Felix Dog February 1, 2016
Shifu Cat March 3, 2016
Whiskers Cat April 1, 2016
Nemo Fish June 1, 2016
Marlin Fish August 1, 2016
I’m sure there are multiple ways to do this, but only a few that are the most optimal from an efficiency perspective.
Answer :
Solution 1
CREATE TABLE pet ( name text, type text, date date);
INSERT INTO pet VALUES
('Nemo', 'Fish', 'June 1, 2016'),
('Fido', 'Dog', 'January 1, 2016'),
('Felix', 'Dog', 'February 1, 2016'),
('Whiskers', 'Cat', 'April 1, 2016'),
('Marlin', 'Fish', 'August 1, 2016'),
('Shifu', 'Cat', 'March 3, 2016');
Using PostgreSQL-specific DISTINCT ON clause we can do this in a single table scan:
SELECT name, type, date
FROM (
SELECT DISTINCT ON (
type,
CASE WHEN type<>'Dog' THEN date END
)
name, type, date
FROM pet
ORDER BY
type,
CASE WHEN type<>'Dog' THEN date END,
date DESC
) AS subq1
ORDER BY date;
Solution 2
Using more ANSI-compatible SQL, like UNION and LIMIT. It will work on MySQL, DB2 and some others. Similar solution can be done on Oracle, just replace LIMIT with ROWNUM.
(
SELECT * FROM pet
WHERE type = 'Dog'
ORDER BY date DESC
LIMIT 1
) UNION ALL (
SELECT * FROM pet
WHERE type <> 'Dog'
)
ORDER BY date;
Notes on performance
With small tables (less than 1000000 rows), any solution will work. DISTINCT ON
is slightly faster:
Iterations: 100000
Query: /*q1*/ SELECT name, type, date FROM ( SELECT DISTINCT ON ( type, CASE WHEN type<>'Dog' THEN date END ) name, type, date FROM pet ORDER BY type, CASE WHEN type<>'Dog' THEN date END, date DESC ) AS subq1 ORDER BY date;
Time: 24.834 s (31%)
Average: 0.248 ms
Rows: 500000
Winner: 80914 times (80%)
Query: /*q2*/ ( SELECT * FROM pet WHERE type = 'Dog' ORDER BY date DESC LIMIT 1 ) UNION ALL ( SELECT * FROM pet WHERE type <> 'Dog' ) ORDER BY date;
Time: 26.778 s (33%)
Average: 0.268 ms
Rows: 500000
Winner: 12881 times (12%)
Query: /*q3*/ select name, type, date from ( select pet.*, case when type = 'Dog' then rank() over (partition by type order by date desc) else 1 end as rnk from pet ) as x where rnk = 1 order by date;
Time: 27.490 s (34%)
Average: 0.275 ms
Rows: 500000
Winner: 6205 times (6%)
With “big data”, make sure your query does only one, indexed, table scan.

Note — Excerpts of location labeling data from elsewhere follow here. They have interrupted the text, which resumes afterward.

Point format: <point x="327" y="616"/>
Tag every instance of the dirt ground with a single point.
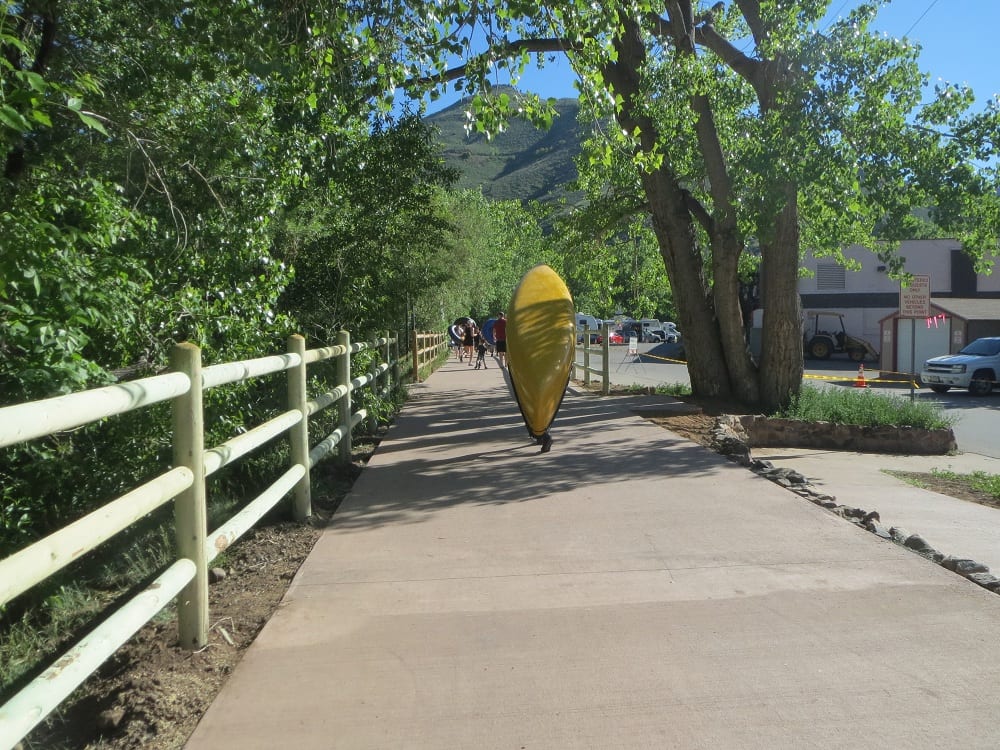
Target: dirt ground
<point x="152" y="693"/>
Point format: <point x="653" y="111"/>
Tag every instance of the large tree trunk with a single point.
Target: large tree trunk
<point x="781" y="345"/>
<point x="673" y="225"/>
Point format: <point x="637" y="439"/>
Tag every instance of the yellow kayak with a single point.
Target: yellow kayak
<point x="541" y="342"/>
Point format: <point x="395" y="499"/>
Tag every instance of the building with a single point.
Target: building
<point x="964" y="303"/>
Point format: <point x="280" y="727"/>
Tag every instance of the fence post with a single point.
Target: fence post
<point x="344" y="403"/>
<point x="190" y="516"/>
<point x="388" y="361"/>
<point x="395" y="359"/>
<point x="606" y="368"/>
<point x="373" y="375"/>
<point x="298" y="435"/>
<point x="416" y="358"/>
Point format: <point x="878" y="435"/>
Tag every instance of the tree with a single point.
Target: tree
<point x="813" y="137"/>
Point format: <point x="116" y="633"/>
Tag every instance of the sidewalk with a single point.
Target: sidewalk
<point x="627" y="590"/>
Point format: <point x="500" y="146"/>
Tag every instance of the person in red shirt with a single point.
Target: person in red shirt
<point x="500" y="337"/>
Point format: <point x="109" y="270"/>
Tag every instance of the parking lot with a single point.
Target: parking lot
<point x="976" y="417"/>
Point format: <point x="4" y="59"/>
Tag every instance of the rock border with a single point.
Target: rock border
<point x="730" y="438"/>
<point x="775" y="432"/>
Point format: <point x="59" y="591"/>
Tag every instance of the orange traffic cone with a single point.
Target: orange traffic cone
<point x="860" y="382"/>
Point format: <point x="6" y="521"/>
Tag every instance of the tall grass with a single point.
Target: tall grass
<point x="862" y="407"/>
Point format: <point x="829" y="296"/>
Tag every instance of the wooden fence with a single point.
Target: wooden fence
<point x="187" y="577"/>
<point x="426" y="347"/>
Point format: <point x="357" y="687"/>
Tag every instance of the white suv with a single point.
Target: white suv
<point x="976" y="367"/>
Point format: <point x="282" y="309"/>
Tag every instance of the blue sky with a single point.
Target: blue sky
<point x="957" y="39"/>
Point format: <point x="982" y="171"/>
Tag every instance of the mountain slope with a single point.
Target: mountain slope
<point x="522" y="163"/>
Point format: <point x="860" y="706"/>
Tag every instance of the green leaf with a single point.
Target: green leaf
<point x="13" y="119"/>
<point x="92" y="122"/>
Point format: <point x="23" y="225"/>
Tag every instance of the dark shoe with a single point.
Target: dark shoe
<point x="546" y="443"/>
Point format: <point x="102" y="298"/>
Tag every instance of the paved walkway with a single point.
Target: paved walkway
<point x="627" y="590"/>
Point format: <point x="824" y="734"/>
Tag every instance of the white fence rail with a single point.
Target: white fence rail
<point x="187" y="577"/>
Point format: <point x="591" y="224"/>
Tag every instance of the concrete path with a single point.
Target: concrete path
<point x="630" y="589"/>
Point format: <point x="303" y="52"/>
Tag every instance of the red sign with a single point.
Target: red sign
<point x="915" y="300"/>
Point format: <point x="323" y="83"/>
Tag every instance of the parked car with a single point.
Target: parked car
<point x="976" y="367"/>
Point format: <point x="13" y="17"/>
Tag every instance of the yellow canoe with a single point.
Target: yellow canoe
<point x="541" y="341"/>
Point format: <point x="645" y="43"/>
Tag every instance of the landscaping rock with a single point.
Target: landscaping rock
<point x="964" y="566"/>
<point x="773" y="432"/>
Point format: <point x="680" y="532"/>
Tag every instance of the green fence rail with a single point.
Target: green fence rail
<point x="187" y="578"/>
<point x="426" y="348"/>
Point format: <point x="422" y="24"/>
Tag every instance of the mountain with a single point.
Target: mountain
<point x="522" y="163"/>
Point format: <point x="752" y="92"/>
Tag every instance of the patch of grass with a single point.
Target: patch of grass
<point x="30" y="640"/>
<point x="673" y="389"/>
<point x="663" y="389"/>
<point x="864" y="408"/>
<point x="978" y="480"/>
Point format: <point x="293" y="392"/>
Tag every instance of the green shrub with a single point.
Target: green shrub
<point x="865" y="408"/>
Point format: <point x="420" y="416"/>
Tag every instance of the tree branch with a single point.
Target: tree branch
<point x="503" y="51"/>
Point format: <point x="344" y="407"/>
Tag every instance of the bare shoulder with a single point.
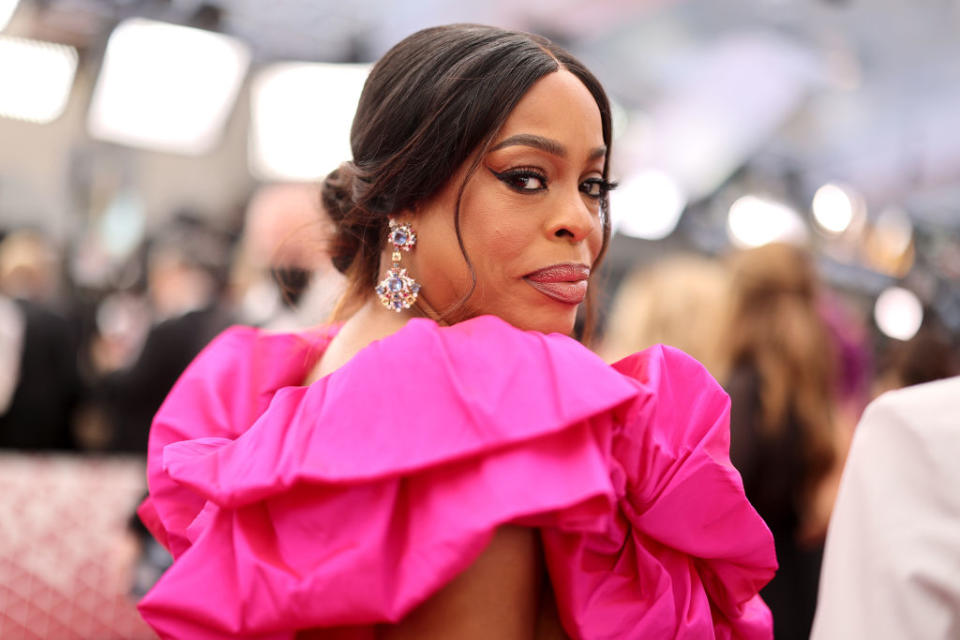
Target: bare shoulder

As a complement to @filiprems solution, here’s one using a conditional window function:
test=# select name, type, date from (
select pet.*, case when type <> 'Dog'
then 1
else rank() over (partition by type
order by date desc) end as rnk
from pet
) as x
where rnk = 1
order by date;
name | type | date
----------+------+------------
Felix | Dog | 2016-02-01
Shifu | Cat | 2016-03-03
Whiskers | Cat | 2016-04-01
Nemo | Fish | 2016-06-01
Marlin | Fish | 2016-08-01
(5 rows)
I don’t expect it to better in any regard, it just demonstrates another way of doing things.